連さんが話してくれたヒロさんに起こっていた事実。

修さんの気持ち。

初めて知った。



『まぁ、修はいつでも優奈のことを考えてたんじゃない?』



「・・・・。」



『でもこのままだと修がかわいそうだぜ。優奈に気持ちが無いんだったらはっきりしないと。』



「どうしたらいいの?」



『それは俺が言えることじゃないだろ。優奈の気持ちそのまま言ったら。』



「う、ん・・・。わかったぁ。」



『バーベキューは絶対来いよ。』



「う、うん。」



切られた電話を握り締めてそのままベットに顔をうずめる。



この後わたしはどうすればいいのだろう。




・・・・。



3年前の真実。


修さんの気持ち。


なんで一度に聞いちゃったんだろ。


― 優奈の気持ちそのまま言ったら ―


連さんの言葉が頭に浮かぶ。




持っていた携帯で修さんの番号を探す。


修さんの気持ちに気が付かないで修さんの気持ちに甘えていたわたし。

ひどい。

わたしって最低。



電話をかける勇気もなくメールで伝えようと文章を考える。



・・・・。

なんて言おう。



文章につまりながらも長い文を書き上げた。



「ごめんなさい。」から始まり「ごめんなさい。
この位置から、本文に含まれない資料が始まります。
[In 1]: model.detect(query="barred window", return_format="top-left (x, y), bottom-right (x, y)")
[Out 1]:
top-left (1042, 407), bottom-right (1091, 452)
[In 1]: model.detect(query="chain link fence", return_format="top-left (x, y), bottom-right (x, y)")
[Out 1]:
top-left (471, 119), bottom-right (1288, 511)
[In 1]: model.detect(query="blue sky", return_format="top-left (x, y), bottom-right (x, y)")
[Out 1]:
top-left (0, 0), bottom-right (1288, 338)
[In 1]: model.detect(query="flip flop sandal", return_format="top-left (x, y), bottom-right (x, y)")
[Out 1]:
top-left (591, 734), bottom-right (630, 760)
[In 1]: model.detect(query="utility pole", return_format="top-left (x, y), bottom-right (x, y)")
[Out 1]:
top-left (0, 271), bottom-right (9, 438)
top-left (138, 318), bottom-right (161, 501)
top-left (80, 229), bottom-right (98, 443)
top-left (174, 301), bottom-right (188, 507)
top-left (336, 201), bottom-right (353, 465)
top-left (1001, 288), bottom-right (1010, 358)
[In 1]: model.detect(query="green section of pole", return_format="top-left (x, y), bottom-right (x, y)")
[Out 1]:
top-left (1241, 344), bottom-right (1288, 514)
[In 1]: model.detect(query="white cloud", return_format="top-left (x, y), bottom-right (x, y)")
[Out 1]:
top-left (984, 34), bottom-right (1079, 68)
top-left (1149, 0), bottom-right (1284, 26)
」で終わったその文章。

感謝の気持ちと、ヒロさんを思うわたしの正直な気持ちが詰まったそのメールを送信する。



修さんがわたしにしてくれたこと・・・。

数えきれないくらいたくさんある。

感謝しても感謝しきれないくらい。

大好きだったよ。


仲間として、人として・・・大好き。




1時間位経っただろうか、修さんからのメールが届いた。


『優奈の気持ちなんて昔からわかってたよ。ヒロくんがうらやましかった。側にいても優奈のこころの中にはいつでもヒロくんがいて、どんな思いをしてもその気持ちが変わらないこともわかってた。優奈の側にいられるだけでいいって思ってた。思ってたけど・・・またヒロくんに会って同じ事を繰り返すんじゃないかと思ったら、自分が優奈を守りたいって思ったんだ。さっきはごめんね。』



・・・。

修さん。


ごめんなさい。


自分だけが傷ついてると思っていた3年前。

ヒロさんを思うわたしの気持ちを知りながらわたしの側にいてくれた修さん。


わたしよりも辛かったと思う。


ごめんなさい。


自分の事しか頭になかったんだ・・・わたし。



「ごめんなさい。修さん。ありがとう。」



今のわたしが言える精一杯の気持ち。



『こちらこそありがとう。これからもずっと友達でいてくれる?』



「もちろん。ずっと友達だよ。」



恋って難しい。

わたしが思っても届かない思いがあって。

相手がわたしを思ってくれても受け入れられないこともある。